Genel manada bakıldığında, farklı dinlere mensup bireylerin dindarlık algıları aynı olmayacağı gibi, aynı dine mensup dindaşların da dindarlık algıları arasında benzerlik veya farklılıklar olabilmektedir (Uysal, 2006, s. 74). Bu bakımdan dindarlığı tanımlamak güç görünse de bu olgunun daha sistematik bir biçimde incelenebilmesi ve anlaşılabilmesi için farklı boyutları ile farklı tanımlar ortaya konulmuştur. Örneğin Subaşı (2002, s. 249) dindarlığı, “bireyin dinsel yapısıyla kurduğu bağlılık düzeyinin öznel ifadesidir” şeklinde tanımlamıştır. Ona göre bir kişinin dindarlığı onun sahip olduğu inanç düzlemindeki kişisel gerçekliğinin göstergesidir. Arslan (2011, s. 40) dindarlığı, kişinin aidiyet hissettiği dinin itikat, ibadet ve simgelerini kabullenmesi ve yoğunlaşarak hayatına yansıtması olarak tanımlamıştır. Uysal (2005, s. 42) ise genel kabul gören tanımlardan hareketle dindarlığı şöyle açıklar: “ İnanan insanın inandığı dinin gereklerini yerine getirmesi, inanç-ibadet noktasında sergilediği dini tavır, davranış ve deneyimlerinin bütünüdür. Ona göre dindarlık; iman, ibadet, duygu, bilgi, deneyim, etki gibi uzanımlara sahip bir olgudur. Görmez’in (URL1)dindarlık tanımına baktığımızda, ona göre dindarlık, hakikatin beşer aynasında yansımasıdır. Başta yaratıcı olmak üzere kendimize ve evrendeki her şeye karşı dürüst ve samimi olmaktır.

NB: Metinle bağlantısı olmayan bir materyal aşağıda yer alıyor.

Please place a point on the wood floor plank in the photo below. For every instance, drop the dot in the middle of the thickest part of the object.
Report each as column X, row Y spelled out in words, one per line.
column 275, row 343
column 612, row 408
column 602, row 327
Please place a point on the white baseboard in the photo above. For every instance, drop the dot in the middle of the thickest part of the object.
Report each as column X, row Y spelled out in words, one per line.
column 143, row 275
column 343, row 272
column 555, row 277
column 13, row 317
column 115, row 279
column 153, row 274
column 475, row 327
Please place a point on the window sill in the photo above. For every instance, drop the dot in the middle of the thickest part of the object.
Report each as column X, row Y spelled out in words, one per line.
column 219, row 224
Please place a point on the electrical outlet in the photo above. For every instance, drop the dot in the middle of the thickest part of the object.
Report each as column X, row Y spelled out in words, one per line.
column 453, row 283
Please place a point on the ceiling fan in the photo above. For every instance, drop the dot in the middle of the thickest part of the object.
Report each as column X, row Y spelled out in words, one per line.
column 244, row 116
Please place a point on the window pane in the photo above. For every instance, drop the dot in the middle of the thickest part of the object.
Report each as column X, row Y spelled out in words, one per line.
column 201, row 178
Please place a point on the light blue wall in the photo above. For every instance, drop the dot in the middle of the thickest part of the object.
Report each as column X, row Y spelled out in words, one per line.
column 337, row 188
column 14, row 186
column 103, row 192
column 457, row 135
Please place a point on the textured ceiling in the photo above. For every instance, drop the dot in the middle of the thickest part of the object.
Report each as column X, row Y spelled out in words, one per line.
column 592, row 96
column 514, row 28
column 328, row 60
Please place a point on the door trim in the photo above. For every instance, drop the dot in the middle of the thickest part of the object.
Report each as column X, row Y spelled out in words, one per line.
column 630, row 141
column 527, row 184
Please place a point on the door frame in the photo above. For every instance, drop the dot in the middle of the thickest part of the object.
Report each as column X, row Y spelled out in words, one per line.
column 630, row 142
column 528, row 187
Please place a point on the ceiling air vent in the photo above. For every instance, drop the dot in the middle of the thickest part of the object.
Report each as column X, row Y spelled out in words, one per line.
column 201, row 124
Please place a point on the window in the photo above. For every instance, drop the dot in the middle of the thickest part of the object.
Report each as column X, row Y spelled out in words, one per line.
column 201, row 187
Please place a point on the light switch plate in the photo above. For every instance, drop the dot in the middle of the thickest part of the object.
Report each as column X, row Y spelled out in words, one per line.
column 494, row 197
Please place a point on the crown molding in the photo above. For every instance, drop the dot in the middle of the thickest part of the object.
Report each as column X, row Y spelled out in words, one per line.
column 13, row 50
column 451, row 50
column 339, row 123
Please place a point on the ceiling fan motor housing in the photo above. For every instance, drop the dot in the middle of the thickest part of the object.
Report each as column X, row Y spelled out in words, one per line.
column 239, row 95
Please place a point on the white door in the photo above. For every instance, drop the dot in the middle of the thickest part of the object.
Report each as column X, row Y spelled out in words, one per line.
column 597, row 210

Temelini samimiyet ve içtenlik oluşturmaktadır.

Görüleceği üzere farklı boyutları olsa da dindarlık, kişinin inandığı dinle ilgilenme düzeyini tanımlayan bir kavramdır. Temeli dinin belirlediği insan ve Allah ilişkisine dayanan dindarlık, hem sosyokültürel yapıda hem de bireyde öznelleşerek kişinin nev-i şahsına münhasır bir hale gelmektedir. Kuşkusuz her insanda dindarlığı harekete geçiren motifler az ya da çok benzeşebilir ya da birbirinden az ya da çok farklılaşabilir. Hatta gelişim psikolojisi açısından değerlendirilecek olursa farklı gelişim dönemlerinde kişinin Tanrı ve dinle ilgilenme, bunları anlamlandırma biçimleri değişebilir. Keza cinsiyet farklılıkları, kişilik yapısı, ruhsal durumu, eğitim ve gelir düzeyi, medenî hali vs. pek çok husus dinin bireyde nasıl tezahür edeceğini belirlemekte kritik öneme sahiptir.